These five statues, of supreme quality of craftsmanship, come from a façade of a Renaissance house in Mantua situated at Via Frattini 5, which is stylistically influenced by Fancelli.
Made in terracotta with traces of polychrome, the sculptures were once set between the niches at the top of the façade but in 1958 they were removed and replaced with copies. The originals on display here can be attributed to an anonymous sculptor from the Lombardy-Veneto region, who was active in the second half of the 15th century and may have associated with the circle of pupils of Donatello in Padua.
As early as the time of the great exhibition on Andrea Mantegna curated by Paccagnini, the group at least mixed with the workshop of Mantegna, if not with the great master directly.

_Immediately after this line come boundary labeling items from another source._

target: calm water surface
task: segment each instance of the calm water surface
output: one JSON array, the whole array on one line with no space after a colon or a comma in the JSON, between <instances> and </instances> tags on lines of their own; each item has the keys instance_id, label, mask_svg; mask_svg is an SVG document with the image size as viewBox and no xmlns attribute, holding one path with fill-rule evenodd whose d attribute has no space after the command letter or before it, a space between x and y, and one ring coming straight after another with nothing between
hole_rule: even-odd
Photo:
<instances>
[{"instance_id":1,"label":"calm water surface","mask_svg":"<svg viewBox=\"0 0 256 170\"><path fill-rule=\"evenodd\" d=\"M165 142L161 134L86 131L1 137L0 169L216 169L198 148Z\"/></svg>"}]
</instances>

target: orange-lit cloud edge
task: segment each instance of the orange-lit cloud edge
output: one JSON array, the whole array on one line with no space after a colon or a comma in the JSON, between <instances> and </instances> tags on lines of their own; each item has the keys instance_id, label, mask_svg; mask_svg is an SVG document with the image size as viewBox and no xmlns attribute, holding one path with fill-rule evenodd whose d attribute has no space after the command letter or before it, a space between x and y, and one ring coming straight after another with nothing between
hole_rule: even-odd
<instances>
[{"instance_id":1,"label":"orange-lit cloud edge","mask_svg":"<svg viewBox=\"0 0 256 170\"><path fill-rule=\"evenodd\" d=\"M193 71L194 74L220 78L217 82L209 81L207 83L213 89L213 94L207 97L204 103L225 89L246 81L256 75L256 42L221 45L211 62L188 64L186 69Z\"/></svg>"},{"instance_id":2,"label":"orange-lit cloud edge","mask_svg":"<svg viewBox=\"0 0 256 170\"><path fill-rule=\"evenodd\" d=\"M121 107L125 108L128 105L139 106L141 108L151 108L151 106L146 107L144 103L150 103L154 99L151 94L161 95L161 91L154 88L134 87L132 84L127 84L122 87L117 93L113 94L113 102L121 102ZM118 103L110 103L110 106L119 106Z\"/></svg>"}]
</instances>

Originally intended to be admired from a low perspective, the sculptures boast openly expressive features alongside a more elegant, classical style. We might thus conclude that it is the work of two separate artists: one who worked on the figures of the Enunciating Angel, the Madonna of the Annunciation and St. Paul, distinguished by a softer classicism that is closer to the Tuscan tradition, and one for St. Peter and the Evangelist, which present a more persistent expressiveness reminiscent of the style of Mantegna or Donatello.
Perhaps the most moving figure is that of the Virgin, who appears withdrawn and overwhelmed by the power of the Annunciation.